Estremecida, deliciosamente entrecerró los ojos.

Andrés continuó besándola. Le besaba la cara, las orejas, la nuca, le chupaba los labios con pasión, mientras poco a poco, sobrexcitándose él también, en el apuro de sus dedos torpes de hombre, groseramente le desprendía el vestido, hacía saltar los broches rotos del corsé.

Ella, caída de espaldas, encogida, murmuraba frases sueltas:

-No..., déjeme... mi marido... me hace daño... ¡no quiero!...

Débilmente entretanto se defendía, con la voluntad secreta de ceder, oponía apenas una sombra de resistencia.

Medio desnuda ya, Andrés la abrazó del talle y la alzó.

Sin violencia la prima donna se dejó arrastrar hasta la alcoba.
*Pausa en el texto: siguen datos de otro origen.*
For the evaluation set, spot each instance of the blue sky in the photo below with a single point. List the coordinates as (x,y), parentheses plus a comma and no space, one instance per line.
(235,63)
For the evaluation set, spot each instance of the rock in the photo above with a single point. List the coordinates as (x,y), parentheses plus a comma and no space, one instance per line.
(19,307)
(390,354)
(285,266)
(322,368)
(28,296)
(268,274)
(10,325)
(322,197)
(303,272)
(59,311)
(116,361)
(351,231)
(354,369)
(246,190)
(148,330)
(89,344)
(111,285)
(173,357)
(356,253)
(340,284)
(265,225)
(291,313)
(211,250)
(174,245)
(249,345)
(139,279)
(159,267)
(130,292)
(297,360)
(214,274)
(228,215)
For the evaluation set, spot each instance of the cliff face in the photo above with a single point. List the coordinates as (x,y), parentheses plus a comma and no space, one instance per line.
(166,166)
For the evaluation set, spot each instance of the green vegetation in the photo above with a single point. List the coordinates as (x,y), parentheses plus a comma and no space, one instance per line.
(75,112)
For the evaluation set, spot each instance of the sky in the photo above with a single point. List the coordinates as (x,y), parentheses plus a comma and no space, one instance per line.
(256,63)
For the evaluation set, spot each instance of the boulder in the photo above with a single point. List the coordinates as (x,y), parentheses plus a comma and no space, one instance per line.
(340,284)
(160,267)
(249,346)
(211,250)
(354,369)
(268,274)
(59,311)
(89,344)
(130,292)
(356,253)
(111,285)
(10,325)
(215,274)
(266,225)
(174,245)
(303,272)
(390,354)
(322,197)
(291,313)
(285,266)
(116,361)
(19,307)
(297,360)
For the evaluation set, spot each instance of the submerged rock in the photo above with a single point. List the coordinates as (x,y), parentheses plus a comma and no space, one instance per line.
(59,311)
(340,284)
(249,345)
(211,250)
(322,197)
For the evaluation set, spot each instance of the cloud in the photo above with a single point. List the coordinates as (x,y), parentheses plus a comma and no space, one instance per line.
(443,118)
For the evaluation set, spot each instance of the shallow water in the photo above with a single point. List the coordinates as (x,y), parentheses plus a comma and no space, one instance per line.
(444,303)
Los dos rodaron sobre la cama.

Él seguía despojándola del estorbo de sus ropas. Ella ahora le ayudaba. Enardecida, inflamada, febriciente, arrojaba lejos al suelo la bata, la pollera, el corsé, se bajaba las enaguas.

Era un fuego.

Arqueada, tirante en la cama, encendido el rostro, los ojos enredados, afanoso y corto el resuello, abandonaba a las caricias locas de su amante, su boca entreabierta y seca, la comba erizada de su pecho, su cuerpo todo entero.

-Más... -murmuraba agitada, palpitante, como palpitan las hojas sacudidas por el viento-, más... -repetía con voz trémula y ahogada-, te amo, te adoro... más... -ávida, sedienta, insaciable aun en los espasmos supremos del amor.